I’m walking into thin air
Some of you may have read Jon Krakauer’s book “Into Thin Air” about his experiences on a failed attempt to scale Mt. Everest in 1996. A rogue storm intervened and a number of people died. In case you are wondering I’ve never been close to Mt. Everest and if I had I sure as heck wouldn’t have gone up there. Nonetheless there are some faint similarities between that event and an excursion that my wife and I are going to embark on in August.
We are heading out west to make a loop around northern California and southern Oregon. The crown jewels of that trip will be Redwood National Park and Crater Lake National Park. Redwood is close to sea level but Crater Lake is up around 7,000 feet above sea level (a key component in this tale) where the air is thin and where demons live that make your lungs feel like they are smaller than they actually are. That thin air might not bother me too much except for one thing — and that is where the story begins to take shape.
We have booked a cruise on Crater Lake that I’m very much looking forward to. It will take us around that water-filled caldera (a volcano that has filled up with water in this case). It is not only the deepest lake in the lower 48 states but the clearest and purest as well, and I’ve always longed to see it for myself.

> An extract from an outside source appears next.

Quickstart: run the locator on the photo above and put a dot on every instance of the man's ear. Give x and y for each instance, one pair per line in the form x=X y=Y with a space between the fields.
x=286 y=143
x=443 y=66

There are a couple of other significant points to consider here. First of all there is only one place where you can actually gain access to the lake. It is a trail of just over a mile in length that stretches from the lip of the caldera down to lake level. Down is the operative word here — 800 feet down. I’m pretty sure I’ll be able to clamber down to get on the boat and take the trip but as old Isaac Newton so aptly put it, “What goes up must come down.”
In this case the opposite is true and therein lies the rub. Once we finish that boat ride around this incredible natural wonder we must disembark and then go back up that 1.1 mile, 800 foot climb.
Thus in order to go on vacation this year I have to get in some semblance of physical condition. I’ve never considered that notion. Under normal circumstances preparation for vacation involves booking an airplane flight to the correct city, renting a comfy car, packing the right clothes and making sure you don’t forget your toothbrush or cellphone. Never in my whole life have I had to embark on a physical conditioning regimen just to go on holiday. That seems like an oxymoron. Nonetheless my wife and I are making every effort to get in shape. It’s either that or be helicoptered out of Crater Lake by a nice ranger.
Since I’ve been out of shape since the 1970s it is a long, hard pull. I’ve been walking plenty of miles, going to the gym and diligently doing stadium steps in order to accomplish my goal. A typical workout goes like this. Head to the gym and walk a mile with 20 stair steps interspersed every 30 minutes. I also try to eat some M&Ms along the way for energy. Don’t want to overdo it — just pacing myself. Laura is walking five miles and doing 1,000 stair steps each day and eats broccoli, kale and asparagus for energy.
Needless to say she is further along in her conditioning program than I am.
With just over three weeks to go before we leave I’ve got to kick my conditioning program into high gear because Laura said that she is not going to drag my butt out of that crater where the ground is steep and the air is thin. So I am pushing through the pain of walking countless stair steps and dramatically cutting back on my M&Ms in an effort to be prepared.
Despite these efforts to get in shape I’m still really worried that no matter how many miles I walk or how many stairs I do there’s no way to simulate that thin air where the demons that make your lungs feel small live. I just hope they have a good helicopter crew on call at Crater Lake.
Although anticipation is still high for this excursion I’m thinking that our next vacation might be a place where the ground is flat and the air is normal. In that scenario I will only have to remember to pack my toothbrush and cellphone when making preparations instead of walking up stairs and giving up M&Ms.